It is Christmas and of course I am still thinking about ghosts.
This time of year is full of memory. We return to the same songs, the same films, the same small rituals, often without thinking about it. Decorations come out of boxes they’ve lived in for years. Stories get retold. Old habits resurface. For a few days, it can feel as though time loosens its grip and the past slips quietly into the present.
Christmas is also when absence is felt most sharply. Empty chairs stand out. Familiar names are spoken more often. People who are no longer here can feel unexpectedly close, not in a dramatic way, but in the background of things. A thought. A memory. A feeling that arrives without warning.
I think that’s why ghost stories feel so right at this time of year. They give shape to feelings that are hard to put into words. They offer a way of sitting with memory, rather than pushing it away. Christmas sits slightly outside normal life. Work slows down. Routines fall away. Days blur into one another. Ghosts belong to that same in-between space, caught between what was and what is. When everything else feels paused, ghost stories feel closer somehow.

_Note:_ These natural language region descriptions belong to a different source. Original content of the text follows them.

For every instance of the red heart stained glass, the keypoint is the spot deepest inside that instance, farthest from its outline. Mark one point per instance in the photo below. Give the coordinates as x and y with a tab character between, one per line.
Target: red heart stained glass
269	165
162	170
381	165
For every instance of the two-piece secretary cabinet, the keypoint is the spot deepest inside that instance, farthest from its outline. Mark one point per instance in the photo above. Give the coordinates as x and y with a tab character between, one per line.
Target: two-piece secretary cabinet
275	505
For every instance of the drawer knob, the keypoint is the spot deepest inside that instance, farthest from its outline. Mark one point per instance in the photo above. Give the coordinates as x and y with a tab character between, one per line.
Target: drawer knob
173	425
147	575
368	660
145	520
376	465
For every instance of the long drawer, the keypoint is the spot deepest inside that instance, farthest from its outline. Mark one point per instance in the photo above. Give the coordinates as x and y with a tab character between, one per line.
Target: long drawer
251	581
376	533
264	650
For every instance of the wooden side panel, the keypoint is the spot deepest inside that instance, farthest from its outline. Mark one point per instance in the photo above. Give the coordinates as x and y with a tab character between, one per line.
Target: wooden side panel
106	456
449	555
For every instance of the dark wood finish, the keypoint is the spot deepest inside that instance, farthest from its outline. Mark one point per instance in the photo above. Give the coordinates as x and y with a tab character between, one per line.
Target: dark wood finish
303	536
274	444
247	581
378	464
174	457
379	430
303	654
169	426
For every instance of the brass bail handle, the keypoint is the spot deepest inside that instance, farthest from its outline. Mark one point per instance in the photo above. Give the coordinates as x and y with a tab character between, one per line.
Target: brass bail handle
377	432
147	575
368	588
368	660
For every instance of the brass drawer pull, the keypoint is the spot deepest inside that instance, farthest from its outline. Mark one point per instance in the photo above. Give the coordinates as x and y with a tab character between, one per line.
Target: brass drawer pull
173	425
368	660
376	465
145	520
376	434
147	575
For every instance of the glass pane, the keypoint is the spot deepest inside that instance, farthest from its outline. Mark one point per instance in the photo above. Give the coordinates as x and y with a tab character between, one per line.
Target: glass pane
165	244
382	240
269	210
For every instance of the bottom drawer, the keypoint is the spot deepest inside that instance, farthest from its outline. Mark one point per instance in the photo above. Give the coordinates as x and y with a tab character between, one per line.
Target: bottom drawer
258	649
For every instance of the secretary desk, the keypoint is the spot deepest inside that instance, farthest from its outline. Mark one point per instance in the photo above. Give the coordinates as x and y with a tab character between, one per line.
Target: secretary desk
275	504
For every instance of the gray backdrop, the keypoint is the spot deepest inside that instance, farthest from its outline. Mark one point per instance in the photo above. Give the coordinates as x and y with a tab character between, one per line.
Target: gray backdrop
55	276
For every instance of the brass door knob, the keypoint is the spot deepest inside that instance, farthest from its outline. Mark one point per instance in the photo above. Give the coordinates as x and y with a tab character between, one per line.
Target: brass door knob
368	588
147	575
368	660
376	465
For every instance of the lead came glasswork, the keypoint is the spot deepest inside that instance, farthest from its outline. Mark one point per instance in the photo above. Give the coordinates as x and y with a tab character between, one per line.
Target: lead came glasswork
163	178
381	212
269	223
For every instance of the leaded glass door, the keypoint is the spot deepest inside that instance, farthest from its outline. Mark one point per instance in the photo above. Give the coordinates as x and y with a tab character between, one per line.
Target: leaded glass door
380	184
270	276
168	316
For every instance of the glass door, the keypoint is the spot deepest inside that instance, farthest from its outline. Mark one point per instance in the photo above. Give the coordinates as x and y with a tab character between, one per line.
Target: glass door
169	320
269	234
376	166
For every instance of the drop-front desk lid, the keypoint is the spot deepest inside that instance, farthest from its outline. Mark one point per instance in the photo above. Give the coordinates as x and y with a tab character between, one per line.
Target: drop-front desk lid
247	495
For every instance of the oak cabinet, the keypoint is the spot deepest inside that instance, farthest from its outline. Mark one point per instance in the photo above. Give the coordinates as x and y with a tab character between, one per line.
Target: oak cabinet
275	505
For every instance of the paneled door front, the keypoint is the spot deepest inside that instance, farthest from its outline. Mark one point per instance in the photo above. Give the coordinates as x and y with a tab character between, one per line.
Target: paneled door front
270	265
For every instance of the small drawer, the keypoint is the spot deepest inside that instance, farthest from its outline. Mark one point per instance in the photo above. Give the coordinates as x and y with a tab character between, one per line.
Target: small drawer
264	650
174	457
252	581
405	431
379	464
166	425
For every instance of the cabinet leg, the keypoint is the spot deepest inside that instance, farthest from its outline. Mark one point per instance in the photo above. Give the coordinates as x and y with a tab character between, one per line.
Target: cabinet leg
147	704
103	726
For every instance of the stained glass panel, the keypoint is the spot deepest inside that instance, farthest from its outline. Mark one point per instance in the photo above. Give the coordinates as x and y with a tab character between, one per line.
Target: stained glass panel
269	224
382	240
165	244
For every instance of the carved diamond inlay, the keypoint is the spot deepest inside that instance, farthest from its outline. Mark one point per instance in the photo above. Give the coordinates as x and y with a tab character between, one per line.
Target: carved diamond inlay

Despite the lights and celebrations, this season often carries a mix of emotions. There’s warmth, of course, but also nostalgia, sadness, and longing. Ghost stories don’t clash with that mood. They move at the same pace. On screen, Christmas hauntings are at their best when they are quiet. The ghosts don’t burst in. They drift back. They linger. They remind. What stays with us isn’t just the idea of a ghost, but the way memory itself behaves, turning up when we least expect it.
The most famous Christmas ghost story is really about this collision with memory. A Christmas Carol is often framed as a tale of bitterness cured by kindness, but that reading misses something important. Scrooge isn’t simply cruel or miserly. He’s someone who has learned to protect himself by shutting the world out. His ghosts don’t just scare him into change; they force him to look at his past, at the losses he’s buried, at the moments where grief hardened into isolation. Healing only begins when he’s willing to remember, to feel, and to reconnect with what he’s lost.
This is why these stories can feel comforting in December. They don’t promise neat endings or easy answers, but they do offer recognition. They remind us that to be haunted often means to have loved, and that memory, however painful, is also a way of staying connected.
At a time so focused on togetherness, ghost stories make room for those who are missing. They don’t try to fix absence or tidy it away. They just let it exist. And in doing so, they suggest that haunting isn’t always a threat. A Christmas haunting is proof that something really mattered.